Negli ultimi tempi mi è capitato più volte di vedere rapporti confidenziali sull'Italia redatti da esperti americani di "business location", cioè esperti della selezione dei paesi in cui realizzare investimenti. In tutti i casi, il giudizio di sintesi era unanime: tenetevi lontano dall'Italia. A motivare un simile verdetto non sono - se non in parte ridotta - la rigidità del mercato del lavoro o la forza del sindacato, come per mesi si è detto in Italia. No. Ai primi posti dei mali che impediscono investimenti e sviluppo nel nostro paese vi sono burocrazia, corruzione, giustizia civile e penale.

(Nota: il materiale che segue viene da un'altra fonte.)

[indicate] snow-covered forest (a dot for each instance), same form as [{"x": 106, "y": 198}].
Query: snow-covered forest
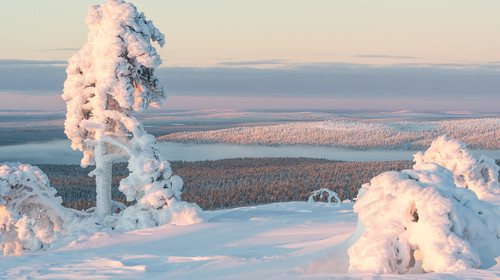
[
  {"x": 127, "y": 212},
  {"x": 234, "y": 183},
  {"x": 482, "y": 133}
]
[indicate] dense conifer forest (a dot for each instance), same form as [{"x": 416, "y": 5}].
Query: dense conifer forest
[{"x": 232, "y": 183}]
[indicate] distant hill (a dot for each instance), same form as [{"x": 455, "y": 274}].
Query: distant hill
[{"x": 478, "y": 133}]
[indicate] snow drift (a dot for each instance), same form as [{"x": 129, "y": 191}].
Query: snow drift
[
  {"x": 419, "y": 220},
  {"x": 481, "y": 176}
]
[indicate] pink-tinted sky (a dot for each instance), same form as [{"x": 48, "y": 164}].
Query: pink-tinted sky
[{"x": 394, "y": 54}]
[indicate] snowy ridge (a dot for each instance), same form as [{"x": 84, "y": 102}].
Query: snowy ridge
[
  {"x": 481, "y": 133},
  {"x": 294, "y": 240}
]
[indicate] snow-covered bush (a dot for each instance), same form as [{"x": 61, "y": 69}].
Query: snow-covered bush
[
  {"x": 480, "y": 176},
  {"x": 30, "y": 213},
  {"x": 331, "y": 194},
  {"x": 109, "y": 78},
  {"x": 418, "y": 220}
]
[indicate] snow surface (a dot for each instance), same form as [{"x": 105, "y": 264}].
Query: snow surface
[{"x": 294, "y": 240}]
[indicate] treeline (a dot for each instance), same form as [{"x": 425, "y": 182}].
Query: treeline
[
  {"x": 481, "y": 133},
  {"x": 234, "y": 182}
]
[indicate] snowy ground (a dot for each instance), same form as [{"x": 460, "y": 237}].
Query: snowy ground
[{"x": 294, "y": 240}]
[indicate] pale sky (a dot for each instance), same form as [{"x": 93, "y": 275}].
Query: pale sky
[
  {"x": 205, "y": 33},
  {"x": 351, "y": 52}
]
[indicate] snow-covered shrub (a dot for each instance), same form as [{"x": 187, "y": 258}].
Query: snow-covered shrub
[
  {"x": 30, "y": 213},
  {"x": 419, "y": 220},
  {"x": 331, "y": 194},
  {"x": 480, "y": 176}
]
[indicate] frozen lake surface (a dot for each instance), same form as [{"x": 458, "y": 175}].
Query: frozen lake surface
[{"x": 59, "y": 152}]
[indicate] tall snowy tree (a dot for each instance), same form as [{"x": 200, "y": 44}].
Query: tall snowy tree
[{"x": 112, "y": 75}]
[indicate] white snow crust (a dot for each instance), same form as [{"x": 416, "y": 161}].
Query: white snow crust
[{"x": 294, "y": 240}]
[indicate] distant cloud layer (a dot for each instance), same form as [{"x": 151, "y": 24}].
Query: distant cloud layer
[
  {"x": 387, "y": 56},
  {"x": 404, "y": 82},
  {"x": 22, "y": 62}
]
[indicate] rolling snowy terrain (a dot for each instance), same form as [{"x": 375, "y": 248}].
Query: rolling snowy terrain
[{"x": 295, "y": 240}]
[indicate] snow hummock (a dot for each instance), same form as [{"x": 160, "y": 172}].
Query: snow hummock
[
  {"x": 419, "y": 220},
  {"x": 480, "y": 176}
]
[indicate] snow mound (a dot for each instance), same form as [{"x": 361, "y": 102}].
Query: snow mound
[
  {"x": 480, "y": 176},
  {"x": 418, "y": 220},
  {"x": 30, "y": 213}
]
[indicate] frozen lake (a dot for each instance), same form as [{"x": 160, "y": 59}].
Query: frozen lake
[{"x": 59, "y": 152}]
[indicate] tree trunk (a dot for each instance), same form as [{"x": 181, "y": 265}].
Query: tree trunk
[{"x": 103, "y": 182}]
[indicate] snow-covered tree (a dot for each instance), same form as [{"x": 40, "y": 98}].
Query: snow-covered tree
[
  {"x": 30, "y": 213},
  {"x": 480, "y": 176},
  {"x": 419, "y": 220},
  {"x": 112, "y": 75}
]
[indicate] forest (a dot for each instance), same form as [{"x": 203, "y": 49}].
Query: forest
[
  {"x": 480, "y": 134},
  {"x": 233, "y": 183},
  {"x": 230, "y": 183}
]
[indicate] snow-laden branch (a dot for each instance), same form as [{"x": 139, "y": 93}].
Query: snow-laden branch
[{"x": 331, "y": 194}]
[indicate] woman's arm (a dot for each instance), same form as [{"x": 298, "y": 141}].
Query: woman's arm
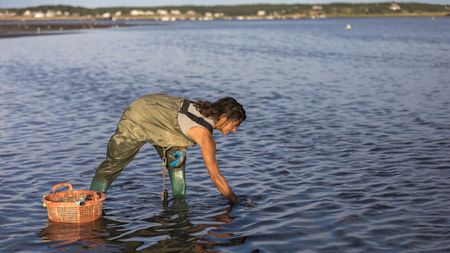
[{"x": 204, "y": 139}]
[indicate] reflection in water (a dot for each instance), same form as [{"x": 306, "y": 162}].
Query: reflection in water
[
  {"x": 171, "y": 231},
  {"x": 65, "y": 234}
]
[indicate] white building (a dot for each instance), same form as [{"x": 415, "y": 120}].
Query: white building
[
  {"x": 395, "y": 7},
  {"x": 162, "y": 12},
  {"x": 39, "y": 15}
]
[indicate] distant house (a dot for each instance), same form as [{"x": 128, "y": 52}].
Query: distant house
[
  {"x": 261, "y": 13},
  {"x": 50, "y": 14},
  {"x": 317, "y": 8},
  {"x": 190, "y": 13},
  {"x": 162, "y": 12},
  {"x": 135, "y": 12},
  {"x": 395, "y": 7},
  {"x": 39, "y": 15}
]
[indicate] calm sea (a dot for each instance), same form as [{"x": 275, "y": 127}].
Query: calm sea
[{"x": 346, "y": 147}]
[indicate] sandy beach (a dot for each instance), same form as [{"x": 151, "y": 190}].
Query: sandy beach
[{"x": 17, "y": 28}]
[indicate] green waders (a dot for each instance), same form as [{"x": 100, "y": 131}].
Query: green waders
[
  {"x": 151, "y": 118},
  {"x": 122, "y": 150}
]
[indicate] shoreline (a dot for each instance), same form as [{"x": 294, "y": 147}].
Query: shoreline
[
  {"x": 12, "y": 28},
  {"x": 20, "y": 27}
]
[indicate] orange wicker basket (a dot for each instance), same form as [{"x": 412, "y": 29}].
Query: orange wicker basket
[{"x": 71, "y": 206}]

I rapporti sottolineano, per esempio, che in Italia le autorizzazioni necessarie a realizzare un investimento industriale a normale sensibilità ambientale possono richiedere oltre tre anni e il concorso di oltre 15 uffici pubblici (comunali, provinciali, regionali, nazionali) che possono salire drasticamente se aumenta la sensibilità ambientale dell'investimento. Le procedure per mettere d'accordo tutti sono considerate bizantine e "endless" (senza fine). Una volta avviata la costruzione di un sito industriale, poi, essa può essere interrotta in ogni momento per un accertamento da parte di un numero imprecisato di autorità. Cose che conoscevo bene per averle sperimentate sulla mia pelle. Per esempio, quando ero presidente della società petrolchimica dell'Eni mi venne presentata una lista di ben 51 (!) autorizzazioni necessarie per sostituire una centrale elettrica (dalle dimensioni di due roulotte) in un sito di interesse nazionale: se tutto fosse andato bene, sarebbero occorsi tre anni e mezzo per avere la nuova centrale in funzione.

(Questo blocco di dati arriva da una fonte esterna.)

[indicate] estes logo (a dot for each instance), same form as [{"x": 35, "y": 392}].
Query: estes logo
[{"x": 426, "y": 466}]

Se il peso abnorme della burocrazia sconcerta e allontana gli investitori, il sibilo cupo della corruzione diffusa a ogni livello sgomenta. Non che negli altri paesi occidentali non esista una corruzione "fisiologica": ma nella maggior parte dei casi (e negli Stati Uniti in particolare) è ben lontana dal carattere pandemico che ha in Italia e la si può combattere grazie a una giustizia rapida che sa essere implacabile. Il corrotto, inoltre, finisce dietro le sbarre e perde ogni considerazione sociale, nel senso che - anche una volta scontata la sua pena - si troverà escluso dalla vita economica, dai circoli mondani e, soprattutto, non potrà tornare mai a rivestire cariche pubbliche. La corruzione italiana, invece, è percepita come un mostro diffuso a ogni livello, figlia di una cultura che l'accetta e ci convive, convinta che "così fan tutti". E se ti metti contro, prima o poi finirai per pagarne le conseguenze, vittima di un sistema che elude la legge e ti lascia da solo - per quanto grande tu possa essere - di fronte all'arbitrio del mostro indistinto e dei suoi mille artigli.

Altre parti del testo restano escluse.